Боже, — прошептал я, — за этим ли Ты призываешь меня?
Ответа не было, не было никакого ответа вообще, кроме того, что прозвучал у меня в мозгу: Вот пост, который Я избрал: разреши оковы неправды, развяжи узы ярма, и угнетенных отпусти на свободу, и расторгни всякое ярмо.
Я бы не истолковал такое знамение как мандат на убийство всех белых, если бы вскоре не произошли некие безобразные события, которые еще больше усугубили мое отчуждение от белых и укрепили меня в ненависти, о которой я уже говорил. А воспоминания об этих событиях начинаются чуть ли не с самого момента, как я вышел из лесу.
После того поста я восстанавливал силы не так легко, как это бывало прежде и потом. Оставалось чувство пустоты и дурноты, не проходила слабость, которую было не превозмочь, даже обильно вкусив остатков Харковой поджаренной на вертеле свиньи; не помогла и банка маринованных слив, которую он тоже где-то стибрил; по-прежнему я пребывал в апатии, не покидало чувство мрачной подавленности, и на следующее утро я вернулся к Муру весь больной, в горячке, а ужасное знамение не шло из головы, угнетая, как неизбывное горе. Несмотря на ранний час, солнечный жар, придавленный одеялом дымки, был почти нестерпимым. Даже цепные собаки чувствовали в воздухе что-то зловещее; шумно принюхивались и подвывали в бесконечной своей тоске; свиньи лежали по самое рыло в вонючей луже, а куры сидели в парном курятнике, нахохлившись, свесив крылья, недвижные, как перьевые веники или грелки, что надевают на чайник. На кучах свежего навоза, жужжа, кормились сонмища сине-зеленых мух. Вся ферма тошнотворно воняла падалью и отбросами. Подходя, я подумал еще, что подобная картина, мерзость запустения вроде этой, неподвластна времени: вспомнить хотя бы жуткие стоянки прокаженных в Иудее. Покосившийся, потрепанный непогодой фермерский дом стоял на самом солнцепеке, а когда из него донесся мальчишеский голос Патнема: “Пап! Из лесу ниггер вернулся!”, до меня окончательно дошло, что я и впрямь вернулся.

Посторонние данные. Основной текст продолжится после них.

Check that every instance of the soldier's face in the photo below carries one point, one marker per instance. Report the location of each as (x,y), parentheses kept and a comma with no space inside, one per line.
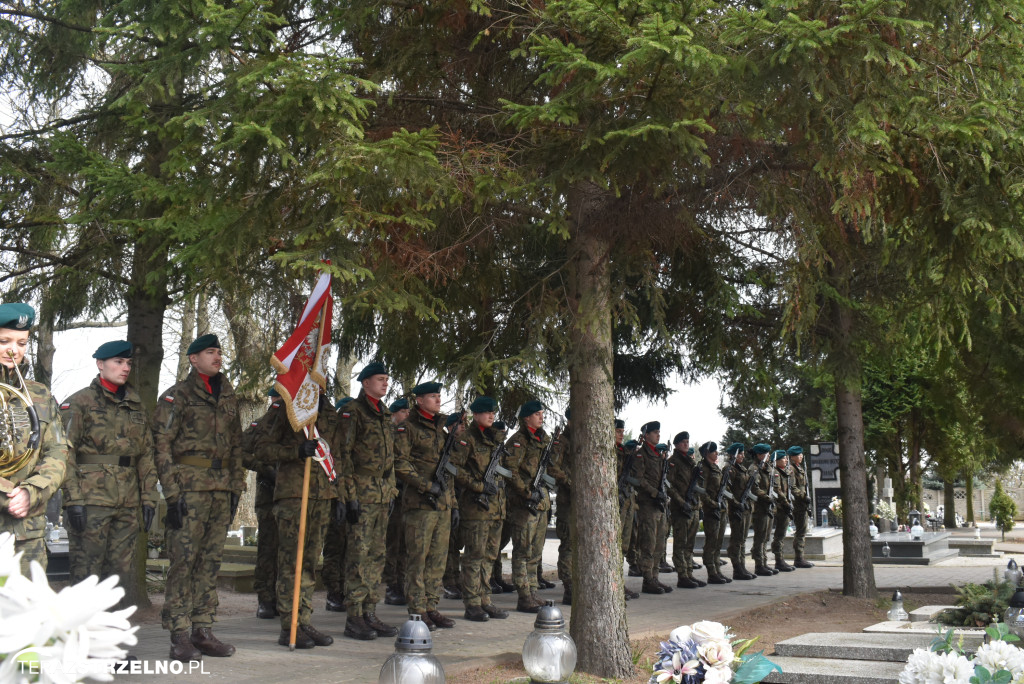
(376,385)
(429,402)
(13,344)
(207,361)
(115,371)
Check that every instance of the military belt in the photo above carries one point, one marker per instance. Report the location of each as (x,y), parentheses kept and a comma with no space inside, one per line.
(200,462)
(104,460)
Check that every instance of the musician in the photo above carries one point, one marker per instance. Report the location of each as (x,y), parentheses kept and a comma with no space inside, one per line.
(34,459)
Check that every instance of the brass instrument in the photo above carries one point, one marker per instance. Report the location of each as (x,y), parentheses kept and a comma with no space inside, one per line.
(14,420)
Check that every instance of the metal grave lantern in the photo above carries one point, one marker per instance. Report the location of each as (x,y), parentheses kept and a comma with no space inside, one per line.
(549,654)
(412,661)
(896,612)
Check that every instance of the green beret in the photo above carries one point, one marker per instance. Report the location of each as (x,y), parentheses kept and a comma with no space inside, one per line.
(427,388)
(121,348)
(371,370)
(529,408)
(482,404)
(203,342)
(15,315)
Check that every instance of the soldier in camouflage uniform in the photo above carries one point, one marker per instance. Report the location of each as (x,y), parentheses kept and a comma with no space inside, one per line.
(112,476)
(333,572)
(427,505)
(763,511)
(783,510)
(801,505)
(652,504)
(482,508)
(527,509)
(394,563)
(25,493)
(684,513)
(714,526)
(265,572)
(199,459)
(627,496)
(739,512)
(280,443)
(368,455)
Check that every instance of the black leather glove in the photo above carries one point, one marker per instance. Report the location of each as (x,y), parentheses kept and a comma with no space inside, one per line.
(75,515)
(176,511)
(148,513)
(352,512)
(307,449)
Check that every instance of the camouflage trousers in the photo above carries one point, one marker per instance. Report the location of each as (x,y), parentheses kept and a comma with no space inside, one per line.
(317,515)
(265,572)
(781,523)
(564,529)
(394,564)
(427,535)
(762,533)
(195,553)
(335,545)
(480,538)
(528,532)
(650,540)
(365,560)
(740,525)
(107,546)
(799,531)
(684,537)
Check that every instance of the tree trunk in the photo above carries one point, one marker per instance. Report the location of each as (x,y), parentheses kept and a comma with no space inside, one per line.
(598,624)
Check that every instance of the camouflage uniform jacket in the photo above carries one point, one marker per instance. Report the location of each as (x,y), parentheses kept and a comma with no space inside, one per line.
(525,450)
(418,444)
(650,477)
(45,470)
(275,441)
(472,451)
(199,438)
(100,426)
(713,481)
(680,474)
(367,452)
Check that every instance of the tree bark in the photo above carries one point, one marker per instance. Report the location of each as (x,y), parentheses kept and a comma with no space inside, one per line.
(598,623)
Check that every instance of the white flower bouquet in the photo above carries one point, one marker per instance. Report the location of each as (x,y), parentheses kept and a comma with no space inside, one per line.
(707,652)
(997,661)
(62,637)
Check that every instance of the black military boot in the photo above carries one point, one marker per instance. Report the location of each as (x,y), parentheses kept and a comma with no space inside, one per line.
(377,626)
(182,648)
(356,628)
(208,644)
(302,640)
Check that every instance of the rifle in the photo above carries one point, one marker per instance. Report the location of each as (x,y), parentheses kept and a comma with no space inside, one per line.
(542,478)
(491,475)
(444,470)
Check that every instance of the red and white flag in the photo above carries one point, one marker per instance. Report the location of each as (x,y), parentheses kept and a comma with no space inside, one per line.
(301,367)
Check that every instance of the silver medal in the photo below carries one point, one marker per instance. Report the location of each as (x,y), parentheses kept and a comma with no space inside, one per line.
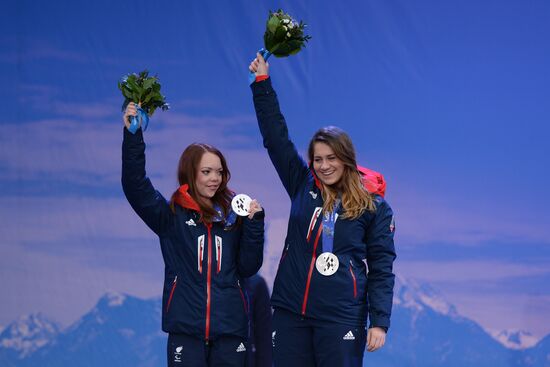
(327,263)
(241,204)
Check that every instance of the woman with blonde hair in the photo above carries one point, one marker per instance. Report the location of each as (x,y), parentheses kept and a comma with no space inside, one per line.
(336,267)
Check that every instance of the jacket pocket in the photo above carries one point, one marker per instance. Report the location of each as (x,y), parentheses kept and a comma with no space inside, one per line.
(354,280)
(172,290)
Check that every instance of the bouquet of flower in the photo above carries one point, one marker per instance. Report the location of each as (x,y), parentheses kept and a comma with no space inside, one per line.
(283,37)
(144,90)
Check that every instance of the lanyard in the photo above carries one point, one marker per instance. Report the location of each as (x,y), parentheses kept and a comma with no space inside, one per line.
(329,222)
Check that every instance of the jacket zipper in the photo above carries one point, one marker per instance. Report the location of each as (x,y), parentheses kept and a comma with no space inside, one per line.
(285,251)
(245,306)
(354,280)
(208,283)
(311,266)
(171,293)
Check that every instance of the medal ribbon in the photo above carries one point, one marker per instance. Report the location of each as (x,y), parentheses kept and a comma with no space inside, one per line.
(329,222)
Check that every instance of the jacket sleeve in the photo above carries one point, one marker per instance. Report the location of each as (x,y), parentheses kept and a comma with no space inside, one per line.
(290,166)
(148,203)
(262,324)
(251,247)
(380,257)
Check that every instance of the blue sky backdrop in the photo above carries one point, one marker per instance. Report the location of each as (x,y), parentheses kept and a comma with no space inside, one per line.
(449,100)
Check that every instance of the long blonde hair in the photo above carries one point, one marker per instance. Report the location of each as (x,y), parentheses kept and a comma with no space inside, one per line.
(355,198)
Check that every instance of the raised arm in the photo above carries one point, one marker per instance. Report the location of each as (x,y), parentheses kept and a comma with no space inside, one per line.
(289,164)
(251,246)
(148,203)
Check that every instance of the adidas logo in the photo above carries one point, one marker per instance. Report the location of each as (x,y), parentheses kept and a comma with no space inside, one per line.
(241,348)
(349,336)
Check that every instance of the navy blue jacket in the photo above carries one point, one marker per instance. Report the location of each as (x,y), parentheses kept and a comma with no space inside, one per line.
(260,351)
(202,293)
(350,295)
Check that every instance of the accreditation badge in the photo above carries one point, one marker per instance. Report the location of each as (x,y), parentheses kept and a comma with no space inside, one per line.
(327,263)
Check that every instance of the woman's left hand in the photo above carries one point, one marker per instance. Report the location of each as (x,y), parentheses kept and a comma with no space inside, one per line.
(254,208)
(376,337)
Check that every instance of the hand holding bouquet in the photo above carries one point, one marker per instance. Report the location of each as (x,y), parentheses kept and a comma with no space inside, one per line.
(144,91)
(283,37)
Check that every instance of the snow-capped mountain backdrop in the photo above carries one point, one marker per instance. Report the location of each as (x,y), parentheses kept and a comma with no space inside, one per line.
(122,330)
(516,339)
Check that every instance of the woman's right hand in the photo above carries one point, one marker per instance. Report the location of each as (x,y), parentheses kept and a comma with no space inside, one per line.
(259,66)
(131,110)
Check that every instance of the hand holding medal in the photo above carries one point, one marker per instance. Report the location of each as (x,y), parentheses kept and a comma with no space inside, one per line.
(141,98)
(244,206)
(283,37)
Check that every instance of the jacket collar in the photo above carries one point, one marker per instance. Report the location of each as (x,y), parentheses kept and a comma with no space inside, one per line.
(185,200)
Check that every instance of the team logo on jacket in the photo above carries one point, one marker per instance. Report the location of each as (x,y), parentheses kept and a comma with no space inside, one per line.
(177,354)
(316,214)
(349,336)
(327,263)
(241,348)
(200,252)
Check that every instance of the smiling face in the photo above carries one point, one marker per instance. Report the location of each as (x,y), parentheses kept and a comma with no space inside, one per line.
(328,167)
(209,176)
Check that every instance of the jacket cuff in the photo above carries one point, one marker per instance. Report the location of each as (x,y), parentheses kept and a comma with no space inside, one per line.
(259,78)
(262,87)
(138,136)
(381,322)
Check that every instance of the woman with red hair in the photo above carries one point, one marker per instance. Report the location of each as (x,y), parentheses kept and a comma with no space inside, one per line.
(207,251)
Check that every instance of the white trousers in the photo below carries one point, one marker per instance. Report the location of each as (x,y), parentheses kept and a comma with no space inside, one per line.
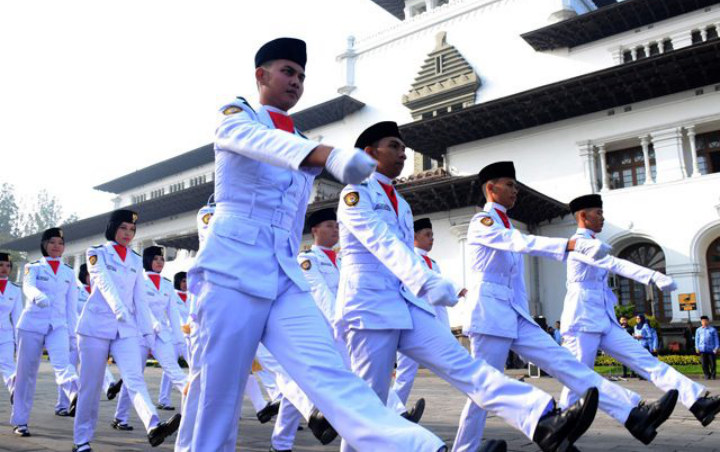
(621,346)
(292,328)
(7,365)
(166,356)
(63,403)
(30,346)
(93,362)
(535,345)
(404,377)
(432,345)
(166,382)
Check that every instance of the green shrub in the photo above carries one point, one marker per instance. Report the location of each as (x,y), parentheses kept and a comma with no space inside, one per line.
(673,360)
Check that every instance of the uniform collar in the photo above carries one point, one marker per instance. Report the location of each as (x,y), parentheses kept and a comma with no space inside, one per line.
(383,179)
(490,206)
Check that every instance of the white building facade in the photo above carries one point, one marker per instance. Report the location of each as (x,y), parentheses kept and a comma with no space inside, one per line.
(621,99)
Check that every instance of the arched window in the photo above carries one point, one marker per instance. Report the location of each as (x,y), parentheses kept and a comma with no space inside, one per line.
(647,299)
(713,263)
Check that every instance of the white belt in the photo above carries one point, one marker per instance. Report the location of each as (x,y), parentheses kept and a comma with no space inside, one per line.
(275,217)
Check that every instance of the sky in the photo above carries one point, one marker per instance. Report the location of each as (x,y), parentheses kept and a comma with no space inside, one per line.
(91,90)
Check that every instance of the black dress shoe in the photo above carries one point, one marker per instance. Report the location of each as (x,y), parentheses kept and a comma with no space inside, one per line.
(558,431)
(117,424)
(114,389)
(157,435)
(85,447)
(416,412)
(21,430)
(73,406)
(321,428)
(268,412)
(645,418)
(494,445)
(705,408)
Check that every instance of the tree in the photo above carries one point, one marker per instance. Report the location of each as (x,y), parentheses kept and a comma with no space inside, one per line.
(9,213)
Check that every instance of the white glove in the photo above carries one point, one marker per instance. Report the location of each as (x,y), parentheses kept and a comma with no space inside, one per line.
(350,166)
(149,340)
(42,302)
(664,282)
(122,315)
(593,248)
(439,292)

Харк был в конюшне с мулами — я его там услышал. Когда-то у Мура были волы, но их заменили на мулов, отчасти потому, что мулы — в отличие от волов и особенно лошадей — способны сносить почти любые истязания со стороны негров: известно ведь, что черный народ не отличается особой нежностью к домашним животным. (Однажды маса Сэмюэль при мне жаловался какому-то гостившему у него джентльмену: “Не могу понять, почему из моих негров конюхи и пастухи получаются просто звери какие-то”. Зато я понимаю: кого еще может мучить негр, утверждая тем самым свое над ним превосходство, кроме бедного неразумного животного?) Даже Харк, при всем его добродушии, бывал жесток со скотиной; вот и сейчас, еще на подходе к изгороди, я услышал из конюшни его яростный громкий голос: “Ах ты, зараза, ах, скотина! Щас я скотское твое говно из тебя вышибу!” Это он запрягал четверней ломовой поезд-двойку — две огромные телеги, соединенные вместе дышлом, — а это значило, что я вернулся как раз вовремя: нам с Харком вместе ехать в Иерусалим, а там предстоят два очень тяжких дня, пока мы развезем по заказчикам и разгрузим целую гору дров.